I heard a bird flutter, settling onto its roost for the night. I heard the distant whine of a truck, out on the highway. I heard a rustle nearby but a light one, like a mouse or a vole moving through the leaves. I waited a minute more and continued on.
It was hard not to make a racket, moving out here at night. I tried picking my feet straight up but that didn't help, so I moved to the edge of the path where the leaves were more damp and didn't crackle when I walked. If I kept my feet low and slid them along the ground, I sounded like one elephant walking through the woods, not a herd.
After fifty feet, I stopped and listened. Fifty feet after that I was in the bigger trees, beeches and maples, and somewhere above me I heard what I at first thought was an owl, but then realized was a mourning dove.
I walked on.
How far would she go? How far would sheâor theyâthink I would follow? I had decided to turn back when I heard it.
“Shhhh.”
It came from behind me. A human sound. No mistaking it. Someone telling someone else to be quiet.
I froze. Slipped the safety off on the rifle. Should I move toward it? Could they see me better than I could see them?
Dropping to a crouch, I peered into the trees. I could make out the trunks, the branches, but little else. There was no movement. No sound. Then the dove again. I waited longer, holding my breath as I listened.
“Shhhh.”
It was louder this time. Unmistakable. I waited a full minute, then eased my way back down the path, bent low, pausing between each step. I had a sudden urge to call out “Roxanne,” but didn't. Instead, I continued toward the point where I'd heard the sound. One step. Another step. Still another.

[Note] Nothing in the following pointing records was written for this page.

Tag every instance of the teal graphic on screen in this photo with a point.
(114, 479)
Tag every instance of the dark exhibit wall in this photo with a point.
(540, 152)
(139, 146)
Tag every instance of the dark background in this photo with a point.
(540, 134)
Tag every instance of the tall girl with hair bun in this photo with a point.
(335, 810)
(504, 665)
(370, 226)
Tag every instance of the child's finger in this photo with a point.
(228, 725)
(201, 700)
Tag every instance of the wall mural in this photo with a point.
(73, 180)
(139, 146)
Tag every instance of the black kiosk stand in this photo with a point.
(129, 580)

“Bones,” the voice whispered. “Don't shoot.”
“Clair?” I said softly.
“Jack. To your right.”
He moved onto the path like an apparition. His clothes were blurred in the dark. I saw a glint from his hair. Another from the gun at his side.

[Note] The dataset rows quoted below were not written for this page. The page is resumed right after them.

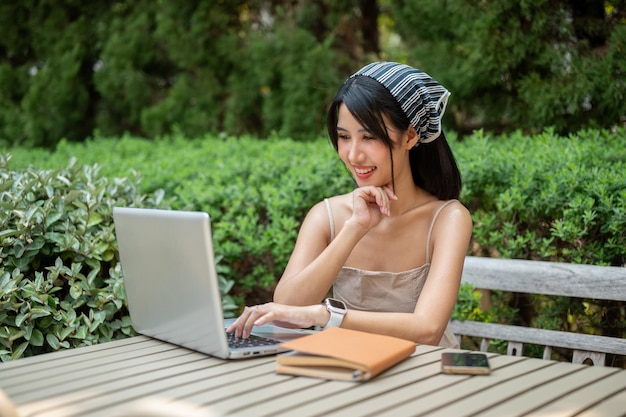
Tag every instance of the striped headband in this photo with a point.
(421, 97)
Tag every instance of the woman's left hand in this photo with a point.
(280, 314)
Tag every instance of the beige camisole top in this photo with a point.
(385, 291)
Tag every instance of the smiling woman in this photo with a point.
(392, 250)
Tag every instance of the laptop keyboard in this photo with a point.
(252, 341)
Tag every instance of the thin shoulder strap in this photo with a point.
(330, 219)
(432, 226)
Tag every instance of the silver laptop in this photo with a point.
(172, 286)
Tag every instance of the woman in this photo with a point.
(392, 250)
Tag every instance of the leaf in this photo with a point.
(76, 290)
(36, 338)
(53, 341)
(17, 353)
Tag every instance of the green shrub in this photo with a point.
(60, 277)
(552, 198)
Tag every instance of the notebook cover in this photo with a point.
(338, 353)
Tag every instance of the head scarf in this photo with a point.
(421, 97)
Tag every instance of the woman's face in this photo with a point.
(367, 157)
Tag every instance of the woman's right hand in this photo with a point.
(279, 314)
(370, 204)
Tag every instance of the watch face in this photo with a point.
(336, 303)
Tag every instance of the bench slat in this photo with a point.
(540, 336)
(549, 278)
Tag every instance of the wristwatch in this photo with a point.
(337, 310)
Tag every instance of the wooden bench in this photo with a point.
(547, 278)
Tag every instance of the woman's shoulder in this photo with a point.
(451, 214)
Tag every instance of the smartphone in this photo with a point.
(470, 363)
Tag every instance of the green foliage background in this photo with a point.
(151, 68)
(532, 197)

“It's Roxanne,” I said. “She wouldn't have left. Not out here.”
“I saw the note,” Clair said.
“Something's wrong. I don't even know if she came this way.”
“Yeah, she did. Her and somebody else.”
“You saw them?”
“Their tracks,” Clair said.
I looked at the blackness at my feet.
“I'll take the point,” he said, and moved past me, shotgun resting under his arm.
We walked slowly, Clair in front, me five feet behind him. Every twenty steps or so, we stopped and listened. I heard rustles on the ground. Creaks from the branches above us. My own breathing. I couldn't hear Clair's.
I thought maybe we should call to her. She could yell something. We'd know where she was. She'd know we were coming. I was going to say this to Clair but he just kept walking. And listening for a sound from the black woods that wasn't the wind or the trees or the birds.
A woman screamed.
Clair broke into a silent trot, shotgun in both hands. I was right behind him. He pulled up and held his hand out behind him to slow me, too. This time it was a cry, a wail, a sob.
It wasn't Roxanne.
We almost ran into them. They were standing on the edge of the path, where it passed under a big pine. Roxanne's face was white in the darkness. Janice Genest's face was white, too. She was crying, and her cheeks were wet with tears.